Wednesday 22 April 2020

The banhammer

I must confess I am surprised at the number of young* players who have been caught (and admitted to) using outside assistance in online events. I know below a certain age the concept of right and wrong is a little fuzzy, but if you are smart enough to know how to 'boost' your chess ability, you should be smart enough to recognise the consequences.
It turns out that there may be a longer lasting effect for the players concerned. While results come and go, damage to reputation tends to last a lot longer. I can certainly remember (and even repeat) stories of players arranging results or getting outside assistance going back almost 40 years. So while players may think the risk of getting banned from an event is possibly worth it, the damage may last longer than that.

*I have also been told of a recent incident from the UK, which involved a 50 year old player, so it isn't just kids.


Xoyepa said...

How’d they get caught? Were they just cheating stupidly (like playing all engine moves in all games), or did their parents find out and report it to the event organiser?

Shaun Press said...

For a lot of young kids, I think it may have been a case of simply 'playing too well' and this being noticed.
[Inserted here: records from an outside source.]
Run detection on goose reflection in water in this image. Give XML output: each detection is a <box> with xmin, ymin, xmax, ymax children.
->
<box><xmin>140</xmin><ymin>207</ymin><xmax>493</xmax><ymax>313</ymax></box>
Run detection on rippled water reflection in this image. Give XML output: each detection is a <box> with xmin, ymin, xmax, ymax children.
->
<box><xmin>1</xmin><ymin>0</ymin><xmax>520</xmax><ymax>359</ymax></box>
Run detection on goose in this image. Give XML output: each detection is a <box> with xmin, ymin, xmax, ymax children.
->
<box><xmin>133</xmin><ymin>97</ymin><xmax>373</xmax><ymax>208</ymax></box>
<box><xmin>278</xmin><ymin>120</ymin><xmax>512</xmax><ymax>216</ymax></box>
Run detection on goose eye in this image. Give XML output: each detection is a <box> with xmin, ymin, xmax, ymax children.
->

By that, I don't mean just having a good tournament (which is certainly possible), but choosing openings they don't usually play, winning endings they don't know about, and basically showing a level of chess above what their coaches had previously observed (NB These events are mainly organised by coaching organisations, and so they are usually aware of the skill level each player normally plays at).
However in at least one case (in one event I manage), the fair-play software flagged a player, so I'm guessing it was too many engine-like moves.